Bruised Wall Street investors, facing a suddenly weaker economic outlook, pinned their hopes on a US Federal Reserve rescue, even as some analysts warn of considerable uncertainty ahead.
The stock market was punished over the past week as investors were hit with news that US job creation had stalled last month, and that job gains earlier in the year were less than previously estimated.
With fears rising about a full-blown recession emanating from the US housing slump, the focus has turned to the central bank. But some observers say Fed Chairman Ben Bernanke may not be as willing to ease credit as the market expects.
In the holiday-shortened, four-day week to Friday, the Dow Jones Industrial Average slumped 1.83 percent to 13,113.38.
The broad market Standard & Poor's 500 index shed 1.39 percent to 1,453.55 and the tech-heavy NASDAQ lost 1.18 percent to 2,565.70.
The key action came on Friday after markets were stunned by a drop of 4,000 payroll jobs in the US economy last month, the first decline in four years and far below market expectations. The US government also revised down job growth estimates for June and July by 81,000.
The report stoked fears of a recession, despite assurances from the Fed that the economy was holding to a modest growth rate and that the slump in housing had been contained.
"The Fed can no longer believe that the housing, subprime, commercial paper, hedge fund, etc. turmoil is contained," David Kotok at Cumberland Advisors said. "There is a rising recession risk."
Some analysts say the US can avert a recession if the Fed acts swiftly and aggressively to lower borrowing costs, which could help ease the housing crisis and the credit squeeze.
"The current economic outlook is about as uncertain as it gets," Lehman Brothers economist Paul Sheard said.
"There are many paths that the US and global economy could conceivably end up following. Our own baseline view is that the global economy, led by the US, will slow but avoid a serious downturn, partly because of aggressive Fed moves to head off such an outcome. But we are not banging the table on that," he said.

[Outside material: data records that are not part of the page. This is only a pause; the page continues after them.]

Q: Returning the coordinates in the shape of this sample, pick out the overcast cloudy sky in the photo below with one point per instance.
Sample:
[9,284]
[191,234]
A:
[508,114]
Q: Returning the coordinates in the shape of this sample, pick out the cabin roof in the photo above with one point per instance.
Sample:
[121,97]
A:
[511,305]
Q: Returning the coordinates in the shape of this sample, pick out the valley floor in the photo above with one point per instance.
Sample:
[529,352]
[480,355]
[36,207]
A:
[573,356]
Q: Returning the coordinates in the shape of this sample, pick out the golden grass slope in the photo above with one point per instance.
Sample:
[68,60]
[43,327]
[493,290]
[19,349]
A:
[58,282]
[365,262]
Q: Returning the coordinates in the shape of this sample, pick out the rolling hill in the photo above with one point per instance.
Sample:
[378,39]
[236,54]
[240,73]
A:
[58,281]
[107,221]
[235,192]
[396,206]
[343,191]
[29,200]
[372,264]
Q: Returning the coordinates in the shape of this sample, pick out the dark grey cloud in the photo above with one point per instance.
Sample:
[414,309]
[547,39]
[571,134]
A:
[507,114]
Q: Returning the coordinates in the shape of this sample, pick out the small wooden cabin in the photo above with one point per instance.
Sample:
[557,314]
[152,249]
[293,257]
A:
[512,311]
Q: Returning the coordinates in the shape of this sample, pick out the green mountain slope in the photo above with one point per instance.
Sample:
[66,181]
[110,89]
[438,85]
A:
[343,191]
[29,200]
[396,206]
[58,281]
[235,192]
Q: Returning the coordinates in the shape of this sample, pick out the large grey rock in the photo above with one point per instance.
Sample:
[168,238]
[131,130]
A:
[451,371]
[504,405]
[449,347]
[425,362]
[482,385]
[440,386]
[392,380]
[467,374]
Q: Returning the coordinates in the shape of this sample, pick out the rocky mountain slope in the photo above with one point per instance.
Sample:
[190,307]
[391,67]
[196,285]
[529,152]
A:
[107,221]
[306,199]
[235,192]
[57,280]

Gregory Drahuschak, analyst at Janney Montgomery Scott, warned against counting too much on the Fed.
"The Fed is in an interesting box," he said. "On one hand, the employment growth weakness pressures the Fed to do something we suspect it does not want to do now. The softened but still constant references to inflation will inhibit the Fed's willingness to cut rates, but at the same time, by not doing anything the Fed potentially subjects itself to criticism if the economy slips too much."
A number of analysts say the Fed will try to help ease the credit squeeze with a cut in its base interest rate of 25 basis points at its Sept. 18 meeting, stopping short of a more dramatic 50-basis point move, and then assess the situation.
The federal funds rate is currently pegged at 5.25 percent.
Marc Pado at Cantor Fitzgerald, said markets should not overreact to the employment report, and added that the jobless rate was still a healthy 4.6 percent despite Friday's report.
"Overall, the market shouldn't panic over these numbers," Pado said. "A 50-basis-point cut would be an act of desperation by the Fed. That would suggest to people that they are behind the curve."
Fred Dickson, market strategist at DA Davidson, said the problems go deeper than housing and Fed interest rates.
"We aren't even close to being out of the woods yet regarding the mortgage credit situation and its global fallout," he said. "We continue to believe that stock prices will remain very volatile for at least the balance of this month regardless of what the Fed chooses to do."
The yield on the 10-year Treasury bond fell to 4.368 percent from 4.537 percent a week earlier, and that on the 30-year Treasury dropped to 4.693 percent from 4.831 percent. Bond prices and yields move in opposite directions.